I asked whether he approved of suicide bombing. 'I think yes,' he said. 'This is the only way we have. We have only our bodies and we are happy to use our bodies. We'd like death, we'd love death for the sake of our country!'

He shouted hysterically: 'We'd just like to live like any other people in the world. Think of my nephew Amir, who was killed here in his mother's bedroom! Do the Israelis think he was carrying guns?'

Grievances like these are piled high upon each other in Gaza and the West Bank. Every Palestinian family has its own horror story. There is no beauty, no meaningful culture, little human happiness.

When Israelis begin to discuss the Palestinians, they might be speaking of wild beasts. I remember meeting Esther Armon, the elderly widow of an Israeli ambassador.

She is a charming, jolly soul who runs a little art gallery in a pretty hilltop town in the north of the country. You would be delighted to have her as your grandmother.

She reminisced about fighting the British, who ran Palestine before 1948: 'It seemed a pleasure to fight against you rather than the Arabs - your people were human.'

She talked about Muslim ambitions to colonise Europe, and then about the Palestinians: 'You can't make an accommodation with fanatics.'

Yet Esther Armon's views are pretty moderate compared with those of the Russian immigrants who now constitute a formidable political block in Israel. Most support Netanyahu. They, like the extreme religious parties, believe that concessions represent weakness and folly. Most, I suspect, will applaud the commando attack on the aid convoy.

To be fair, Israel's liberals argue that withdrawal from the West Bank is essential to the long-term future of the state.

They fear the consequences of reliance upon military superiority for their survival. Sooner or later, they say, maybe decades from now, if there is no peace deal, the Muslims may be able to challenge Israel's guns.

But most Israelis reject retreat, above all from Jerusalem. They say: 'The Arabs will not give us peace whatever we do, so we might as well keep what we have.'

Every day, every year, cranes and bulldozers labour on Palestinian land, creating facts: countless housing estates occupied by settlers. They do not believe that Barack Obama, the United Nations or the 'world opinion' which they despise will ever summon the will to take the settlements away from them.

They could be right. The Israelis' implacable determination may enable them to defy their country's critics and hold the Palestinians at bay. But the price, if they go on like this, will be to make Israel a pariah state.

Israelis have achieved something remarkable on the eastern shore of the Mediterranean. They have created a vibrant and dynamic society in what was a barren wilderness 62 years ago when the state was born.

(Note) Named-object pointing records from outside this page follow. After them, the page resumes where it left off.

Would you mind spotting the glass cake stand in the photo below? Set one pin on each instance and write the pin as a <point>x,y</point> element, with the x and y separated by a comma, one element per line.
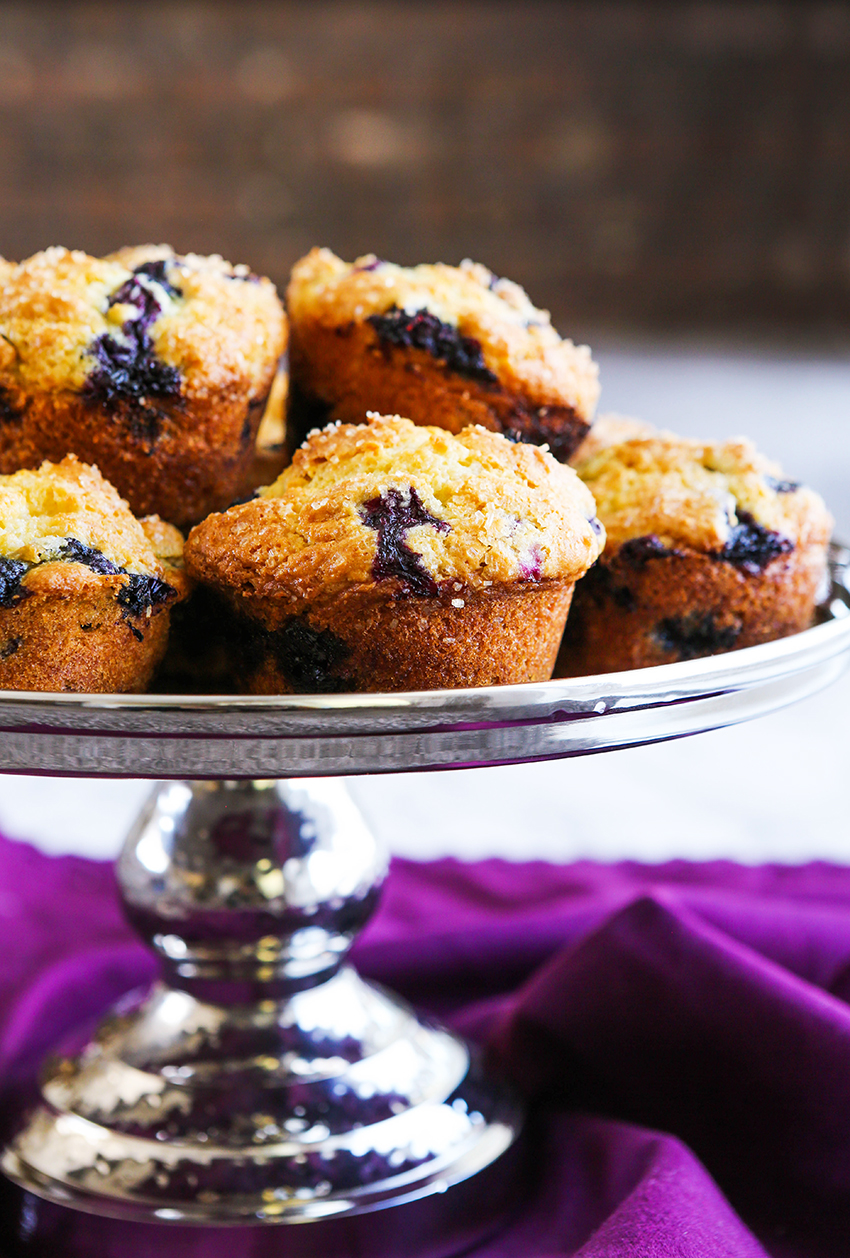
<point>260,1082</point>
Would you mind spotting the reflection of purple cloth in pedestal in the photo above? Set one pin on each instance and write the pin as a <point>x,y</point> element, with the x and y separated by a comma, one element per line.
<point>700,1000</point>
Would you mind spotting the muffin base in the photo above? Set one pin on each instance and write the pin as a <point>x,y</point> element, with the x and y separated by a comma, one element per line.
<point>179,459</point>
<point>67,638</point>
<point>371,642</point>
<point>636,613</point>
<point>341,374</point>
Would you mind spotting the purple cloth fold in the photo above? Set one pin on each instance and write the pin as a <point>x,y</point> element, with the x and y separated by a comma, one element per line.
<point>680,1030</point>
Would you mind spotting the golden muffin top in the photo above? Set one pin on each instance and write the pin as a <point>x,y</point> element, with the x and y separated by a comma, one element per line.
<point>695,493</point>
<point>184,326</point>
<point>52,512</point>
<point>394,501</point>
<point>517,341</point>
<point>610,429</point>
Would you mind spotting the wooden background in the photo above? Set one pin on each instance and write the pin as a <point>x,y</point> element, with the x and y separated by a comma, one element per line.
<point>638,166</point>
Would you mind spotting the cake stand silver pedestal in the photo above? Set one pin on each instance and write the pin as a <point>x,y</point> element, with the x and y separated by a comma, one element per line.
<point>260,1079</point>
<point>262,1082</point>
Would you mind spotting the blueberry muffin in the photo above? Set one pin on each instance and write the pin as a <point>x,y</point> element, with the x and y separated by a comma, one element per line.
<point>391,556</point>
<point>708,549</point>
<point>448,346</point>
<point>86,589</point>
<point>151,365</point>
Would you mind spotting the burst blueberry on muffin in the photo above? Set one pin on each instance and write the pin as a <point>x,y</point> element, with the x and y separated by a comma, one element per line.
<point>392,556</point>
<point>448,346</point>
<point>86,589</point>
<point>151,365</point>
<point>708,550</point>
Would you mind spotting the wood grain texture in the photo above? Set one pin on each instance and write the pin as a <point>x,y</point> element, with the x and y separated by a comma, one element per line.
<point>634,165</point>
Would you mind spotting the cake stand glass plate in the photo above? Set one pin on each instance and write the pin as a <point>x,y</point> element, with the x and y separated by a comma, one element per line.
<point>328,735</point>
<point>260,1082</point>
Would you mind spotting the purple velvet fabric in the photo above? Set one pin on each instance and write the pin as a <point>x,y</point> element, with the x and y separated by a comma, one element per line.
<point>680,1029</point>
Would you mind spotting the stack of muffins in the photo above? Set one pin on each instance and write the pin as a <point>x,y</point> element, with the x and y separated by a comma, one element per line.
<point>418,522</point>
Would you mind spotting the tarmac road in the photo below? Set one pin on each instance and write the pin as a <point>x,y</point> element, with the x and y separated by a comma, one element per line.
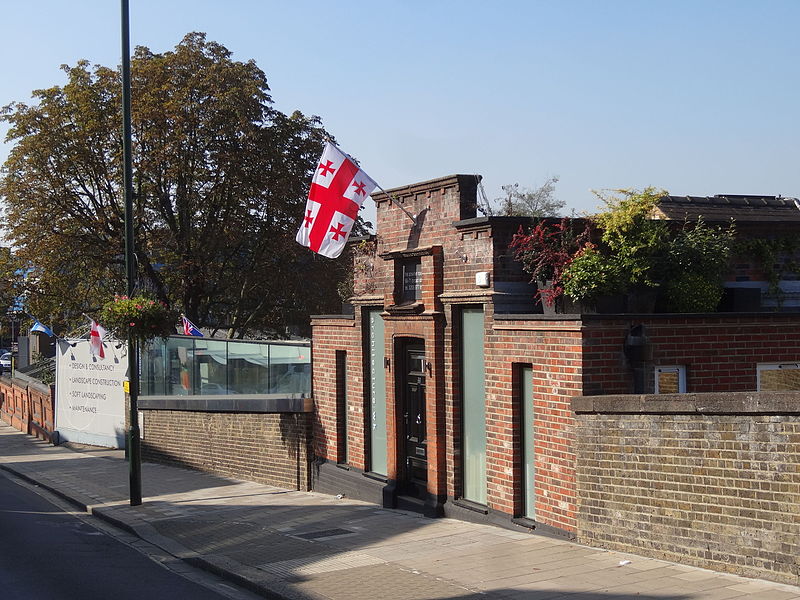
<point>47,553</point>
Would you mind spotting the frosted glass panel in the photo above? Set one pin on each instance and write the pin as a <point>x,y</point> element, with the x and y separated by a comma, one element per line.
<point>377,392</point>
<point>474,406</point>
<point>528,456</point>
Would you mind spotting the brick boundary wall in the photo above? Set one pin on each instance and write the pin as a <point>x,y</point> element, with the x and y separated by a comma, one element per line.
<point>274,449</point>
<point>28,407</point>
<point>711,480</point>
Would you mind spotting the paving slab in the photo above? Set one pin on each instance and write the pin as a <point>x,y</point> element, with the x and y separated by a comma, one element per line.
<point>298,545</point>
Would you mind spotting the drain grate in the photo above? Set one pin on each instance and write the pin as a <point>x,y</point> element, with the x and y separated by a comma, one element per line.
<point>316,535</point>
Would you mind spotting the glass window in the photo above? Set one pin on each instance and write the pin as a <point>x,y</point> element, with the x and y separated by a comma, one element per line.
<point>778,377</point>
<point>290,369</point>
<point>180,366</point>
<point>153,381</point>
<point>411,280</point>
<point>248,368</point>
<point>183,366</point>
<point>211,364</point>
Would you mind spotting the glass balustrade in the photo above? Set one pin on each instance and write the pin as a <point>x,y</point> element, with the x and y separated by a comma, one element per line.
<point>194,366</point>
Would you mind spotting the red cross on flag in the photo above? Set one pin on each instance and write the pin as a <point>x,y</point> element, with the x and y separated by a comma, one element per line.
<point>338,190</point>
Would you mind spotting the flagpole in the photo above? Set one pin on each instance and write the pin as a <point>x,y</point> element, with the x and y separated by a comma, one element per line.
<point>396,201</point>
<point>392,198</point>
<point>134,435</point>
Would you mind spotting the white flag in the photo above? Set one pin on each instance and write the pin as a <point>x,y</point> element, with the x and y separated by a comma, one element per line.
<point>338,190</point>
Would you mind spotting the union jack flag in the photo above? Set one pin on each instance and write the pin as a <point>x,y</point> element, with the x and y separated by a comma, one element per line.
<point>189,328</point>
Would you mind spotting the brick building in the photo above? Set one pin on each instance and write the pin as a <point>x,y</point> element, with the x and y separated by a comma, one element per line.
<point>446,392</point>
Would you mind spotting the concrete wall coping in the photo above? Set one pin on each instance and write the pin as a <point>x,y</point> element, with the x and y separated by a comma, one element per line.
<point>713,403</point>
<point>262,403</point>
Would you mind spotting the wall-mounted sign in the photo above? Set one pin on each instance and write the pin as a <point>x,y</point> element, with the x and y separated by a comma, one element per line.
<point>90,397</point>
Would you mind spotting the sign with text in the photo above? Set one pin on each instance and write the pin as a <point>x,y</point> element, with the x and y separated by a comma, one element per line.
<point>90,399</point>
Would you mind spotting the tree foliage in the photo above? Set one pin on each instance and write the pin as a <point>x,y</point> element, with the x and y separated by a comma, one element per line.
<point>220,182</point>
<point>525,202</point>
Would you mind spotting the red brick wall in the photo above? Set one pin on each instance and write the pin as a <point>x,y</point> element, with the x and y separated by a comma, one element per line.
<point>267,448</point>
<point>331,335</point>
<point>720,352</point>
<point>553,349</point>
<point>27,408</point>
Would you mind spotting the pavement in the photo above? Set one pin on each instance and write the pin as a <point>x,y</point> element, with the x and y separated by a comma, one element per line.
<point>296,545</point>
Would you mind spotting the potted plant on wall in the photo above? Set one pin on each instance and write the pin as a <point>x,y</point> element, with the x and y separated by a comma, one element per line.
<point>139,317</point>
<point>593,280</point>
<point>697,261</point>
<point>545,252</point>
<point>637,241</point>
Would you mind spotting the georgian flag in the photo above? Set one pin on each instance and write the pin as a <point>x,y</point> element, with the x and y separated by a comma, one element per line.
<point>96,340</point>
<point>189,328</point>
<point>338,190</point>
<point>38,326</point>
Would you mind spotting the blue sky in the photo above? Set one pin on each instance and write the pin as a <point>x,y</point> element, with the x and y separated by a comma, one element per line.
<point>697,97</point>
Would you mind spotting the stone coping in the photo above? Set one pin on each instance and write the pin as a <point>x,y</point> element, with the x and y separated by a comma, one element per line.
<point>712,403</point>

Their tragedy is that they have done this at the cost of inflicting a historic injustice on the dispossessed Palestinians.

This week's bloody drama at sea struck a heavy blow at Israel's moral standing. With luck - and in the strongest interests of Israel - it will bring down the discredited Netanyahu government.

Even better, it might cause Israelis to think again about where they are going. They cannot forever rely on brute force to impose their will.

When I last rented a car in Jerusalem, on Avis's map there was no trace of any border between the Israeli state and the occupied territories. There was only Israel, from the Jordan to the Mediterranean. Such a vision represents a towering insult to the Palestinian people, and a tragic self-delusion for themselves.

It is time for change, in the interests of all those who inhabit this tormented region.